Benign tumors of the anterior cranial base can arise from different locations. Intracranial tumors, such as meningiomas, can secondarily involve the cranial base and extend into the paranasal sinuses or nasal cavity. Bone tumors originating from the cranial bone include benign fibro-osseous lesions such as osteomas and ossifying fibromas. The most common extracranial tumors that can extend to the cranial base include hemangiomas and inverted papillomas. Detailed discussions on meningiomas, osteomas, hemangiomas, and inverted papillomas can be found in the relevant sections. This section focuses on ossifying fibroma.
Ossifying fibroma is a benign bone tumor that predominantly affects adolescents. The condition frequently involves craniofacial bones, with the frontal, ethmoid, and sphenoid bones being commonly affected.
Etiology
The specific cause remains unknown, and the following hypotheses have been proposed:
- Trauma may facilitate the occurrence of the lesion.
- Fibroconnective tissue undergoes neoplastic-like proliferation, leading to the formation of structures resembling bone tissue.
Pathology
Macroscopically, ossifying fibromas typically have a broad base, are hard in texture, and are encased by a thin layer of cortical bone. Their internal structure consists of dense, uniform, sand-like material.
Under the microscope, the tumor exhibits a sparse arrangement of elongated and spindle-shaped fibroblastic stroma interspersed with scattered bone islands, trabeculae, and osteoid tissue. The edges of the bone trabeculae are surrounded by osteoblasts.
The classification of ossifying fibroma is based on the proportion of fibrous and bony components within the tumor:
- Ossifying Fibroma: Primarily composed of fibroblasts, with bone-like structures and trabeculae occupying only a small portion of the tumor.

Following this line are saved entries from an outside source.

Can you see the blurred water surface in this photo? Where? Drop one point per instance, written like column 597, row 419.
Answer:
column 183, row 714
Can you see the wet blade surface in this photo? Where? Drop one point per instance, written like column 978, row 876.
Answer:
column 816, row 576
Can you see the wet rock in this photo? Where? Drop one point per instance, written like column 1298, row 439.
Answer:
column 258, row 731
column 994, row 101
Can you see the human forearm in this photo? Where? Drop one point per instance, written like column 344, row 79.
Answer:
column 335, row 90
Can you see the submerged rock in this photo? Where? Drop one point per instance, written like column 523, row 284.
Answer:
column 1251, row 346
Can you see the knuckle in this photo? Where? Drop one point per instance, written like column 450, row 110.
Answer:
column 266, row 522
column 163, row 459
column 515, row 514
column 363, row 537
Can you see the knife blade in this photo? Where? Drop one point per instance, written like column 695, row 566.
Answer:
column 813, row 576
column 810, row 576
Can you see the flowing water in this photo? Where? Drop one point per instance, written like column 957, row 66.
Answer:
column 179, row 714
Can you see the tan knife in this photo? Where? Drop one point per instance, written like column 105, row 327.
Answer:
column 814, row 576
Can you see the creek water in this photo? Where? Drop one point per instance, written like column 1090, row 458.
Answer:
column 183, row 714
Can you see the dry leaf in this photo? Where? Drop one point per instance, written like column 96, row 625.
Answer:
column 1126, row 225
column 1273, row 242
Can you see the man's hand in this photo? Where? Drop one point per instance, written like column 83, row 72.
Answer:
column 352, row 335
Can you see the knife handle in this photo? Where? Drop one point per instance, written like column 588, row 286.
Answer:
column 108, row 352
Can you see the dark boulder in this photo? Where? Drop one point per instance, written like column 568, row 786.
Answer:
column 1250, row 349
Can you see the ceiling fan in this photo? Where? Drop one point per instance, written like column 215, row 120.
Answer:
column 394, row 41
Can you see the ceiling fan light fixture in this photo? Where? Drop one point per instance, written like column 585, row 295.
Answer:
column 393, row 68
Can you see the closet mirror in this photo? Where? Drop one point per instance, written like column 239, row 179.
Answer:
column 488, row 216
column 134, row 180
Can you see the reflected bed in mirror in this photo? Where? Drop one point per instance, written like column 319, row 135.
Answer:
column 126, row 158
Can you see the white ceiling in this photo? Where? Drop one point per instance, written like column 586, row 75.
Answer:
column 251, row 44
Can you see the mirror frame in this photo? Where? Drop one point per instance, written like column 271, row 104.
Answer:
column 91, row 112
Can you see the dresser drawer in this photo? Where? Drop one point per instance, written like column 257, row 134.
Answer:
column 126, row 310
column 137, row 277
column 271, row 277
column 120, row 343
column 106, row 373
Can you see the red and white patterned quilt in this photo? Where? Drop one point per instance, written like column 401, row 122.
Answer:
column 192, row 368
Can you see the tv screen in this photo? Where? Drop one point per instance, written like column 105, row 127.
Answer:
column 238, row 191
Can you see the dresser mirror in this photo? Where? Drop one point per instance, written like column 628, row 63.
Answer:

- Fibro-Osseous Tumor: Predominantly consists of bone, with varying forms of bone trabeculae that gradually undergo calcification.
Clinical Manifestations
Ossifying fibroma is often solitary, with a higher incidence in females than in males. Due to its slow growth, it is initially asymptomatic and thus difficult to detect. As the tumor enlarges, it may compress or invade adjacent structures, resulting in symptoms. Examples include cranial base destruction, exophthalmos, and displacement of the eyeball when the orbit is affected. Nasal bridge widening and facial deformities may occur if the tumor invades the nasal bones. Nasal symptoms, such as varying degrees of nasal obstruction, are common, while epistaxis is relatively rare.
Imaging Examinations
CT scans are valuable for diagnosing and assessing the extent of the lesion. Ossifying fibroma typically appears as a single round lytic lesion with well-defined margins. It displays high density, causes expansive growth into surrounding areas, and induces atrophy of adjacent bone structures. A thin hyperdense rim is often visible at the tumor's edge, and internal mineralization within the tumor varies, resulting in inhomogeneous density patterns.
Diagnosis
The clinical manifestations of ossifying fibroma lack specificity. Diagnosis primarily relies on imaging techniques such as X-ray and CT, as well as pathological biopsy. In cases where extensive bone destruction is observed and distinguishing the lesion from a malignant tumor is difficult, biopsy becomes essential.
Treatment
The only effective treatment for ossifying fibroma is radical surgical excision. The main goals of surgery are to restore organ function and improve cosmetic deformities. The surgical approach should be determined based on the location of the tumor. Complete removal of the lesion's bony shell is critical for preventing recurrence. For tumors with extensive size, excision in stages or sections can be performed.
Ossifying fibroma has a low risk of malignant transformation, estimated at around 0.4%–0.5%, most commonly observed in patients with repeated surgeries or those exposed to radiation therapy. If malignancy occurs, treatment should follow the protocols for fibrosarcoma or osteosarcoma management.